Balthasar's book is primarily about contemplative prayer. He grounds the practice both in the Triune God (ch.2) and within the broader, specifically Catholic, church (ch.3). For Balthasar, contemplative prayer is primarily about hearing the Word of God, by which he means both the text of Scripture and the Person of Jesus Christ. He grounds the act of contemplation in meditation on the biblical text and the person of Jesus, and places it within the broader church and tradition both in the sense that as believers we are not alone in our faith and also in that the broader tradition provides limits and direction to what we may or may not believe ourselves to be "hearing" from God.
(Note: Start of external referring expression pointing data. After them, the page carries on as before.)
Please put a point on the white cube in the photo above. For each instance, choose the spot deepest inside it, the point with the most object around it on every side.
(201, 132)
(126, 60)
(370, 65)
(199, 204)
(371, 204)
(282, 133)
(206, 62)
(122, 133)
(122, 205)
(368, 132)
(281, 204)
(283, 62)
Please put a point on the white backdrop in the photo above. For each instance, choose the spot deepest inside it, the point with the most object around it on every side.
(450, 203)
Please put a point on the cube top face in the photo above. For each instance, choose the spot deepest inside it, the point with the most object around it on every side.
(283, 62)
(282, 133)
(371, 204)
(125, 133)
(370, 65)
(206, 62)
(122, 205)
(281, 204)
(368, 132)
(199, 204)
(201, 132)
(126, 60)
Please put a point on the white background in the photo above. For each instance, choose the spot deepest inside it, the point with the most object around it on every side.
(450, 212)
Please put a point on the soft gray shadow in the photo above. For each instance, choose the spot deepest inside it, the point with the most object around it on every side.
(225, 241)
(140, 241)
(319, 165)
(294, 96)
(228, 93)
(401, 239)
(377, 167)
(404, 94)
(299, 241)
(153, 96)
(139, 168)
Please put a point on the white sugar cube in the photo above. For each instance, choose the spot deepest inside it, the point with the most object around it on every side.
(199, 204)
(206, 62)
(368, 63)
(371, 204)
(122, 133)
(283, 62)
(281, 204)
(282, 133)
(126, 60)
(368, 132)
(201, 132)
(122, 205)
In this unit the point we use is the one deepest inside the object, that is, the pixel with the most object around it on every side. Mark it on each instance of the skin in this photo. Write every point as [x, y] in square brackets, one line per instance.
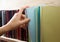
[17, 20]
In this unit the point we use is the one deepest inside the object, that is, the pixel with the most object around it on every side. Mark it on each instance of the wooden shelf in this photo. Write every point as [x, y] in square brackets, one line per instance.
[10, 39]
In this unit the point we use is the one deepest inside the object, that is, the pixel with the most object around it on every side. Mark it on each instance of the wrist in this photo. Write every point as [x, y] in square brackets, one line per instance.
[6, 27]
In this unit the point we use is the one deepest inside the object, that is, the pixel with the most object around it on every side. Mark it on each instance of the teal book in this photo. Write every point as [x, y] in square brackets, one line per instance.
[34, 25]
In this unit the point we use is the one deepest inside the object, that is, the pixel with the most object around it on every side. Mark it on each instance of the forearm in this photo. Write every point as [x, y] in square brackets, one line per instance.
[4, 29]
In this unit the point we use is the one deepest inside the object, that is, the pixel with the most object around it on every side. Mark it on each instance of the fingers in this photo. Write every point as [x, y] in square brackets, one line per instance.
[21, 9]
[24, 21]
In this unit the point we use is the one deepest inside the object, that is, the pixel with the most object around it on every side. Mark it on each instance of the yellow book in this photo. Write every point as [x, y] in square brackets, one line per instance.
[50, 23]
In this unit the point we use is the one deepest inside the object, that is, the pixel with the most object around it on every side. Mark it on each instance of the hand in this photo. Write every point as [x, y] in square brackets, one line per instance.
[18, 20]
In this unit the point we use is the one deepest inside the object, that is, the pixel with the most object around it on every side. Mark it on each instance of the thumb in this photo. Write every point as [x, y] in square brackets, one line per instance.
[24, 21]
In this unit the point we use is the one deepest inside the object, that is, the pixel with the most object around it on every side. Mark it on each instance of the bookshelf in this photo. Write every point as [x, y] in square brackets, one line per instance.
[10, 39]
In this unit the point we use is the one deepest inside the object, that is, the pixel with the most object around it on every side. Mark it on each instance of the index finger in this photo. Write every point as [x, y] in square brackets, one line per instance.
[21, 9]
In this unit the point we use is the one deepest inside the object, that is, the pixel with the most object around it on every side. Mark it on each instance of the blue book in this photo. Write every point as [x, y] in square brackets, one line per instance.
[34, 25]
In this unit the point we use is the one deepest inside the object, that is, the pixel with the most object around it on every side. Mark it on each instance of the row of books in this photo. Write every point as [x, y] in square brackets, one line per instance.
[44, 25]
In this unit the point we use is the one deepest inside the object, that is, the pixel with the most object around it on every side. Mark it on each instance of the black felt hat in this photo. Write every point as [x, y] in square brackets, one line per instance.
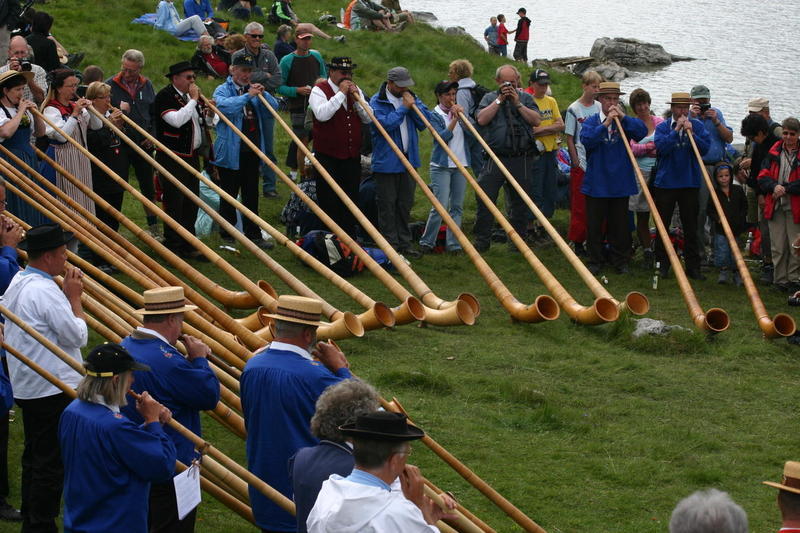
[109, 359]
[177, 68]
[45, 237]
[382, 425]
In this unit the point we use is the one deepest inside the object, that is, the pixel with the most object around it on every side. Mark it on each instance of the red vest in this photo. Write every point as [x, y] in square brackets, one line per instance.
[339, 137]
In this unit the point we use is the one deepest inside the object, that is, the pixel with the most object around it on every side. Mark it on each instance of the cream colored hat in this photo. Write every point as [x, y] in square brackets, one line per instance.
[164, 301]
[791, 478]
[298, 309]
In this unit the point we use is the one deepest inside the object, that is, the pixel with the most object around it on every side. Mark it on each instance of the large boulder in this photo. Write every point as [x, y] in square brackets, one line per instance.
[632, 53]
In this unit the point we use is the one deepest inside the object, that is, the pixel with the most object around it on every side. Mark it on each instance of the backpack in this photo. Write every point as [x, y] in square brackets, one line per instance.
[332, 252]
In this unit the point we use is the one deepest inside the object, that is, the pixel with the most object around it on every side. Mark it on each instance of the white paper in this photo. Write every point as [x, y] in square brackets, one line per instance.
[187, 490]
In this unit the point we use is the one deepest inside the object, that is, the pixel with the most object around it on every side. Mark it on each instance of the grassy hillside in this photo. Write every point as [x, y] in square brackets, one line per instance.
[584, 428]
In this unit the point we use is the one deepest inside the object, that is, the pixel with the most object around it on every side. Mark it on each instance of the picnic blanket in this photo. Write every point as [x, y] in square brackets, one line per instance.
[150, 20]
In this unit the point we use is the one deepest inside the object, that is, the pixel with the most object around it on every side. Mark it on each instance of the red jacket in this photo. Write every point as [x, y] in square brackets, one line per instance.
[768, 180]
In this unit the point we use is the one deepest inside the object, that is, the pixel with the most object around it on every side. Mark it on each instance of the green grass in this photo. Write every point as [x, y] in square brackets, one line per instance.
[583, 428]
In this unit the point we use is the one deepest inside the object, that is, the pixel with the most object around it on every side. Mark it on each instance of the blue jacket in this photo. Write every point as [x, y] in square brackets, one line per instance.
[383, 157]
[609, 173]
[280, 389]
[438, 155]
[109, 463]
[202, 10]
[231, 104]
[184, 387]
[677, 164]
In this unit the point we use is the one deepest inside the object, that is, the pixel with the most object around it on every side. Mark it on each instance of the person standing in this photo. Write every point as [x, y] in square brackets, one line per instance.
[447, 182]
[238, 165]
[337, 126]
[678, 178]
[183, 384]
[267, 72]
[506, 118]
[180, 127]
[394, 186]
[280, 387]
[581, 109]
[56, 313]
[522, 36]
[300, 70]
[134, 95]
[609, 179]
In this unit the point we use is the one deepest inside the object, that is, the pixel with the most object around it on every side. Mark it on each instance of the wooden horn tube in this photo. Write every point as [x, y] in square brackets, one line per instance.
[782, 325]
[154, 266]
[384, 277]
[715, 320]
[432, 301]
[213, 288]
[495, 497]
[344, 285]
[636, 303]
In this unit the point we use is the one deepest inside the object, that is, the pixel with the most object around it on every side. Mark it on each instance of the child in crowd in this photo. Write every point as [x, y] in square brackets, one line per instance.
[734, 207]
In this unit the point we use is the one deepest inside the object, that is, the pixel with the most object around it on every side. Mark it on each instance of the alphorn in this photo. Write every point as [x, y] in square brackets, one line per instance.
[782, 325]
[431, 301]
[635, 302]
[147, 278]
[715, 320]
[200, 444]
[345, 325]
[377, 315]
[226, 499]
[603, 310]
[495, 497]
[411, 309]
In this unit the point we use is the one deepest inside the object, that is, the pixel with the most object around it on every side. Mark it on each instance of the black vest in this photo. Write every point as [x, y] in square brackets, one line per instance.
[179, 140]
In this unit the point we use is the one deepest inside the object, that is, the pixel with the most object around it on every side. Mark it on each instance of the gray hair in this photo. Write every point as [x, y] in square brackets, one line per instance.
[253, 26]
[500, 70]
[113, 394]
[708, 511]
[340, 404]
[133, 55]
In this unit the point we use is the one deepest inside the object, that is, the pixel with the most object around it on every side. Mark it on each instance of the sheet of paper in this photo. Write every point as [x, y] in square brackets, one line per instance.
[187, 490]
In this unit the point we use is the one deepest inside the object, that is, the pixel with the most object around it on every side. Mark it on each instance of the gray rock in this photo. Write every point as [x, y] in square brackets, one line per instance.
[632, 53]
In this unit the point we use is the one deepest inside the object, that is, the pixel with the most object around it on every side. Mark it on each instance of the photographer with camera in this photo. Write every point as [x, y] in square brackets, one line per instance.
[719, 135]
[19, 60]
[505, 118]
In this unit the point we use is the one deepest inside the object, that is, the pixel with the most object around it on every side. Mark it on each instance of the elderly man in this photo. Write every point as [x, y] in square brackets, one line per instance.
[506, 118]
[364, 500]
[789, 497]
[134, 94]
[238, 165]
[609, 179]
[180, 126]
[394, 187]
[57, 314]
[19, 59]
[337, 138]
[678, 179]
[310, 467]
[300, 70]
[708, 510]
[267, 72]
[279, 389]
[183, 384]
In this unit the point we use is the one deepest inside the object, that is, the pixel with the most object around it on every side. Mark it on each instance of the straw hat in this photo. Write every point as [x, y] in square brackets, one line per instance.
[298, 309]
[608, 87]
[164, 301]
[680, 99]
[791, 478]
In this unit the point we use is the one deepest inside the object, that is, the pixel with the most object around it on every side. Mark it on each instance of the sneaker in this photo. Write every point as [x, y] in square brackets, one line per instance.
[9, 513]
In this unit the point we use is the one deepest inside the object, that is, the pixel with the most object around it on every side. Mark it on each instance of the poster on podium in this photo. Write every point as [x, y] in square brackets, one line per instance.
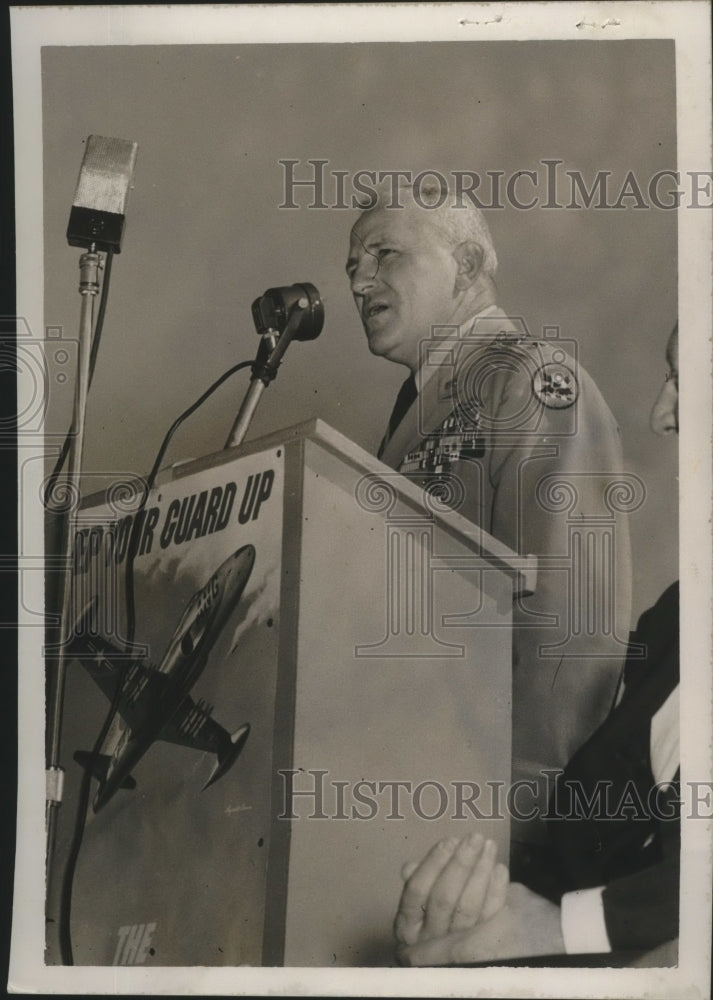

There are twopoints which I think intersect Balthasar's book thus far with Pentecostal spirituality. First, by grounding the contemplative's meditations in the text and in Christ, and placing it within the bounds of the community and its confession, Balthasar simultaneously sets up the expectation that the pray-er will indeed hear from God while at the same time establishing some focus and boundaries which prevent some of the wilder, subjective, and/or heretical "revelations" sometimes present within Pentecostal, charismatic, and particularly neo-Pentecostal Christianity.
Second, though Balthasar insists that contemplative prayer should normally be practiced alone for the psychological reason that others will provide a distraction (p.77), it seems to me that what Balthasar's contemplative both expects and experiences is rather akin to what the sincere, hungry Pentecostal experiences during fervent, normally public and corporate, worship.
What do you think? Does providing Christ as the focus and the great tradition of the church as guidelines rob personal spiritual revelation of it's truly revelatory character and freedom? Does the Pentecostal in public worship experience something akin to what the contemplative experiences alone?